I blinked again, suddenly. Of course I didn't hold the fate of the world in my grasp. There were several of us on the job, and three dozen Aurors besides. I wasn't alone, but maybe you were. I couldn't see it. But I could feel your hands sliding beneath my nightshirt, and your breath on my neck. I turned to face you, and met your kiss. "I'm playing with fire," I told myself. This isn't right. What if. . .?

But you flipped me over and pinned me to the bed. There was little point fighting you, we both wanted this. I couldn't hand you over to the Aurors without a proper goodbye. From your point of view, you just wanted the old Sirius back, the one who came home from work bouncing and cheerful and loving you. The passion with which you loved me then tried to make up for lost time, but I scarcely noticed the pleasure or the pain. My mind whirred. I wanted to talk to you, ask you why you betrayed us all (blaming you for Peter's crimes! Yes, you may wish to strike me when you read this, my Moony, but I promised you honesty in this letter, never tenderness or blurring of the truth to save your feelings). I could feel you around me, though. Above me, under me, inside me, body and soul. There was no escaping the fact that whatever happened, whatever either of us did, we were one. I could rely on my impulses and hand you over as a traitor, but I would suffer as much as you if not more. I couldn't do it to you. You had to have a chance.

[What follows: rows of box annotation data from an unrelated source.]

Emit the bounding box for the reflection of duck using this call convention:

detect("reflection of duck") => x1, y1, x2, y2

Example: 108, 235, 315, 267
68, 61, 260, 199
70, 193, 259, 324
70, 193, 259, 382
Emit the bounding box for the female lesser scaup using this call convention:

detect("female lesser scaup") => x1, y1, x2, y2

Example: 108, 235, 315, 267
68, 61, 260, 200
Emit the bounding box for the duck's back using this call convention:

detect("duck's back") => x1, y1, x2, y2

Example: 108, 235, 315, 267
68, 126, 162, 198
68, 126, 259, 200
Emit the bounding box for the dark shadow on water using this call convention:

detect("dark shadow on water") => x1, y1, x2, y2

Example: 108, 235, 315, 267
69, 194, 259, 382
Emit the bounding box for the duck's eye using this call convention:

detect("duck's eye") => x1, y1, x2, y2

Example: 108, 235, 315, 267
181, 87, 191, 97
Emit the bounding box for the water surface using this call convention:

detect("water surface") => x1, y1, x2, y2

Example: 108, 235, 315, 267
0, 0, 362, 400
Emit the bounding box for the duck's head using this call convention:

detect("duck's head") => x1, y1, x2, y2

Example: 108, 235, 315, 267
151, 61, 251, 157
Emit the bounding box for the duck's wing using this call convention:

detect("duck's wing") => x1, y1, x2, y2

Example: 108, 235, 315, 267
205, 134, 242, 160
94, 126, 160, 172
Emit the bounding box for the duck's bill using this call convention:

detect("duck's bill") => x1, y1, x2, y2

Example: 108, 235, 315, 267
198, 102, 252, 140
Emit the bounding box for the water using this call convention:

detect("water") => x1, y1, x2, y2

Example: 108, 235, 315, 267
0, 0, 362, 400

Afterwards, I lay in your arms. I felt more exhausted than I ever had, physically, mentally, emotionally. You didn't speak again until I stirred.

"Where are you going?" You murmured.

I staggered out of bed, snatching up some clothes as I went. "Have to check on Pete," I said. "Make sure he's alright."

"You need sleep."

"I can look after myself, thank you Moony."

I looked back at you over my shoulder. You were no longer the powerful hunter who had overcome my taller, stronger frame and loved me as if I had never slighted you in any way. You looked small, thin, pale, almost ill. Your eyes no longer shone in the dark. You knew that was the last time we would make love, we both knew. You were scared because you didn't know why. Was I the traitor? How could you explain your love for me to Lily and James if this was so? How could you justify it to yourself? All this went through your mind. Don't think it didn't cross mine every single day.

I left you there, in our bed, alone. Before I went, you called out to me. I didn't hear you. I didn't want to.

If only one of us had thought to look further afield for our traitor. When I discovered Peter gone from his lodgings, I went straight to Lily and James' house. While you were making love to me, they died. That's how I knew you were innocent. That's why I didn't catch Peter in time.

What? You wanted honesty, Moony, don't change your mind now! The truth hurts, darling. But not as much as your hate, and never - never! - as much as your love.